B. vordert vergoeding van deze en nog te lijden schade, op te maken bij staat
en te vereffenen volgens de wet. In dat kader kan de omvang van deze schade,
alsmede de duur waarover die begroot moet worden, in dit geding onbesproken
blijven. De rechtbank zal dan ook in deze procedure niet overgaan tot nader
onderzoek hiernaar. Een eventueel deskundigenbericht naar de exacte gevolgen
van het onrechtmatig handelen van A. jegens B. kan, voor zover nodig, in de
schadestaatprocedure worden gelast.

4.7. De slotsom

4.7.1. De rechtbank zal derhalve de vorderingen van A., zoals gedaan in de
inleidende dagvaarding van 26 juli 1999, met inachtneming van het voorgaande
toewijzen. Het verstekvonnis zal derhalve worden bevestigd.

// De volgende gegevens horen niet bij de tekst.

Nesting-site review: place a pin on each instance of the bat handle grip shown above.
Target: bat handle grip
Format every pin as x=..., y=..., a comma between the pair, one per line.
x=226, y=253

4.7.2. A. zal, als de in het ongelijk gestelde partij, in de kosten van de
procedure worden veroordeeld. Nu aan B. een toevoeging is verleend, dient A.
deze kosten op de voet van artikel 57b Rv aan de griffier van de rechtbank te
betalen.

5. DE BESLISSING

De rechtbank:

5.1. Verklaart het verzet van A. tegen het verstekvonnis van de rechtbank van
1 september 1999, bekend onder zaaknummer / rolnummer 103618 / HAZA 99-1398,
ongegrond en bevestigt de in dat vonnis uitgesproken veroordeling;

5.2. Veroordeelt A. in de kosten van deze verzetsprocedure aan de zijde van
B. gevallen, tot op deze uitspraak begroot op nihil aan verschotten en op ƒ
860 aan salaaris, op de voet van artikel 57b Rv te betalen aan de griffier
van de rechtbank;

5.3. Verklaart dit vonnis tot zover uitvoerbaar bij voorraad;

5.4. Wijst af het meer of anders gevorderde.